Friday, April 24, 2009

The Butterfly Effect



The "butterfly effect", and term, is the work of Edward Lorenz,
and is based in Chaos Theory and sensitive dependence on initial conditions,

first described in the literature by Jacques Hadamard in 1890.

The idea that one butterfly could eventually have a far-reaching ripple effect on subsequent historic events seems first to have appeared in a 1952 short story by Ray Bradbury about time travel, but it was Lorenz
who made the term popular in 1961.

Lorenz was using a numerical computer model to rerun a weather prediction, when, he shortcut on a number in the sequence, and entered .506 instead of entering the full .506127 number the computer would hold.


The result was a completely different weather scenario.

Which caused quite a flap.

Lorenz published his findings in a 1963 paper for the New York Academy of Sciences and he noted;
"One meteorologist remarked that if the theory were correct, one flap of a seagull's wings could change the course of weather forever.". In later speeches and papers by Lorenz used the more poetic butterfly.

According to the actual theory, if history could be "changed" at all (so that one is not invoking something like the Novikov self- consistency principle which would ensure a fixed self-consistent timeline), the mere presence of the time travelers in the past would be enough to change short-term events and would also have an unpredictable
impact on the distant future.

Therefore, if one could travel into the past, they could never return to the same version of reality he or she had come from and could have therefore not been able to travel back in time in the first place, which would create a phenomenon referred to as a time paradox.

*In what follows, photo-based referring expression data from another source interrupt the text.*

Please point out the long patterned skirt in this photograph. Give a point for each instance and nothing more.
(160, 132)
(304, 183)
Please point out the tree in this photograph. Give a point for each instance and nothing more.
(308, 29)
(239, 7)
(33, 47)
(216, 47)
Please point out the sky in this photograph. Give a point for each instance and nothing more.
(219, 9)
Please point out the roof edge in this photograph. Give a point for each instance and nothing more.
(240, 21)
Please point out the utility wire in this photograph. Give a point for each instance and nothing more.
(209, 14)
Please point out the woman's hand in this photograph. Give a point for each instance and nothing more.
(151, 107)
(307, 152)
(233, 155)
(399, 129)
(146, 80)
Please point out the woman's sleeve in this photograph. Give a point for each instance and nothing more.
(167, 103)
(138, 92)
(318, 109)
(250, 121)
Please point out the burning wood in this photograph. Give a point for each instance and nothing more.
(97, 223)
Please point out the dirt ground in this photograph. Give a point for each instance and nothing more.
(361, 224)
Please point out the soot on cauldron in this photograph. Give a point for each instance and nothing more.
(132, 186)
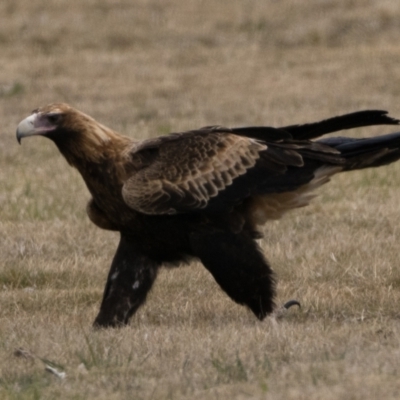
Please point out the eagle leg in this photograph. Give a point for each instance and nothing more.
(239, 267)
(130, 278)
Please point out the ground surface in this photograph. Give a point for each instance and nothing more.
(146, 68)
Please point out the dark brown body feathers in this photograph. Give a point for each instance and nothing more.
(201, 194)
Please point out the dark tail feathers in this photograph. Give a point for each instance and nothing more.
(366, 152)
(347, 121)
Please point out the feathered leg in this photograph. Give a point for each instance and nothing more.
(129, 280)
(238, 266)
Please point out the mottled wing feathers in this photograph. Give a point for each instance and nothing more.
(189, 170)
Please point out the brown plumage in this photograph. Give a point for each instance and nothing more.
(201, 194)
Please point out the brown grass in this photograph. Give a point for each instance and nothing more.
(147, 68)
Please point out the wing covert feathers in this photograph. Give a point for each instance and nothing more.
(188, 173)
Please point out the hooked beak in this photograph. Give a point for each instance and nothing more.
(32, 126)
(26, 128)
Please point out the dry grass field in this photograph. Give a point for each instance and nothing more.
(150, 67)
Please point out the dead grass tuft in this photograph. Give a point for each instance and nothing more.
(146, 68)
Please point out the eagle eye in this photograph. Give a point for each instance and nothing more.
(53, 118)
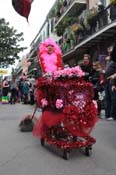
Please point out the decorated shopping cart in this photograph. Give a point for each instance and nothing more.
(68, 111)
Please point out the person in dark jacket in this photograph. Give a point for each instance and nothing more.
(110, 87)
(113, 12)
(86, 66)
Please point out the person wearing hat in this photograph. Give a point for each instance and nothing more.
(110, 87)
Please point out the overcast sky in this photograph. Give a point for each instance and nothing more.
(39, 10)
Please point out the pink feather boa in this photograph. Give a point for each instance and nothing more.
(50, 62)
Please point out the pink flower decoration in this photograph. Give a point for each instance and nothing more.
(77, 71)
(59, 103)
(95, 103)
(44, 102)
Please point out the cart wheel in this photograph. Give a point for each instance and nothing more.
(42, 142)
(88, 151)
(66, 154)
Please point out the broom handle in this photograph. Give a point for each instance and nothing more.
(34, 112)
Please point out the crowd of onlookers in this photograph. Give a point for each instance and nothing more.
(101, 75)
(103, 78)
(21, 90)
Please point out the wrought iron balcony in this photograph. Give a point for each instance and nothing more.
(104, 30)
(74, 6)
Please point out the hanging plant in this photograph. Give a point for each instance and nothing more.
(77, 28)
(112, 2)
(60, 30)
(92, 15)
(58, 8)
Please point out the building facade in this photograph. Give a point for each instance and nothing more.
(79, 26)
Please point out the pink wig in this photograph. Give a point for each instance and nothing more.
(50, 62)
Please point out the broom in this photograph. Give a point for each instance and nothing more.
(27, 124)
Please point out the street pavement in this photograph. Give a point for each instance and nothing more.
(22, 154)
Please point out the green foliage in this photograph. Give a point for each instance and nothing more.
(9, 44)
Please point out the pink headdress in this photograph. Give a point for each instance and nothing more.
(50, 62)
(47, 42)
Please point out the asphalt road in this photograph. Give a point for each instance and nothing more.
(22, 154)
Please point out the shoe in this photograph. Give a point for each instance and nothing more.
(109, 119)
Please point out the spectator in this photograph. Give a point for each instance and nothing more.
(5, 90)
(86, 66)
(13, 90)
(110, 87)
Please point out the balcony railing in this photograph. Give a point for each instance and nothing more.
(69, 7)
(100, 25)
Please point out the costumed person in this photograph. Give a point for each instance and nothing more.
(110, 87)
(50, 56)
(50, 60)
(5, 90)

Chaos theory describes the behavior of certain dynamic systems – systems whose states evolve with time – that may exhibit dynamics that are highly sensitive to initial conditions

Chaotic behavior is also observed in natural systems, such as the weather...politics and the economy.

This may be explained by a chaos-theoretical analysis of a mathematical model of such a system, embodying the laws of physics that are relevant for the natural system.Turbulence in the tip vortex from an airplane wing shows the critical point beyond which a system creates turbulence which is important for Chaos theory, analyzed by Soviet physicist Lev Landau who developed the Landau-Hopf theory of turbulence.

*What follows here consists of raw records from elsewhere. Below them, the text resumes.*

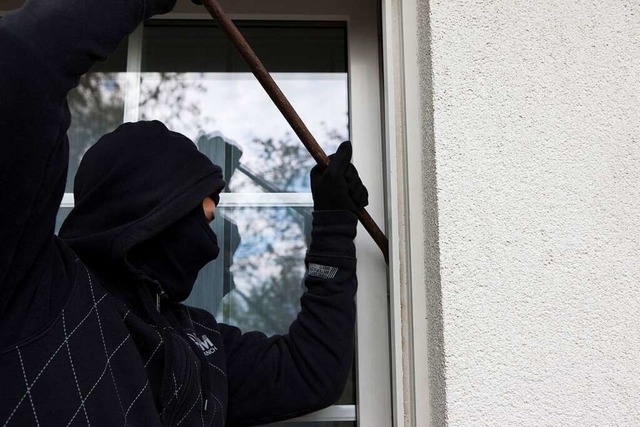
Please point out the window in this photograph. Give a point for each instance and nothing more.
(181, 70)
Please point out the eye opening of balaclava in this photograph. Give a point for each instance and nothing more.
(175, 256)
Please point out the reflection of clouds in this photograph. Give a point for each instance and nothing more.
(240, 109)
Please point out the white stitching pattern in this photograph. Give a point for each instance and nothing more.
(104, 344)
(100, 379)
(26, 383)
(191, 409)
(73, 369)
(51, 358)
(156, 349)
(136, 398)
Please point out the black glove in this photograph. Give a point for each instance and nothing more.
(338, 187)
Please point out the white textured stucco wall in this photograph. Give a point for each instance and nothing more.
(536, 128)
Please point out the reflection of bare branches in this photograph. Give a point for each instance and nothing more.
(163, 96)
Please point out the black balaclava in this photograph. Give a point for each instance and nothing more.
(175, 256)
(138, 214)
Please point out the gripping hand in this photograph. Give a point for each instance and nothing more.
(338, 187)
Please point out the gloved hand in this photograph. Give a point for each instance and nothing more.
(338, 187)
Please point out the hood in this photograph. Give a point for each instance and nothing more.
(131, 185)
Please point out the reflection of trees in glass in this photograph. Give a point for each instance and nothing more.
(268, 266)
(268, 269)
(97, 107)
(163, 96)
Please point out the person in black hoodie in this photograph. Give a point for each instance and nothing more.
(92, 329)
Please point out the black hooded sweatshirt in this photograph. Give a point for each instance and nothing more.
(85, 338)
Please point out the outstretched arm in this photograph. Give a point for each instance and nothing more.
(286, 376)
(279, 377)
(44, 49)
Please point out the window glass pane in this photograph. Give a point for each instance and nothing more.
(97, 107)
(204, 91)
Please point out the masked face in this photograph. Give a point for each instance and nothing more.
(175, 256)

The Chaordic Age, as coined by Dee Hock, refers to a system that blends characteristics of chaos and order.

The mix of chaos and order is described as a harmonious coexistence displaying characteristics of both, with neither chaos nor order behaving predominately. Some maintain that nature, and the universe, is largely organized in such a Chaordic manner; particularly, living organisms and the evolutionary process by which they arose are often described as chaordic in nature.

oh the chaordic turbulence we unwittingly incur.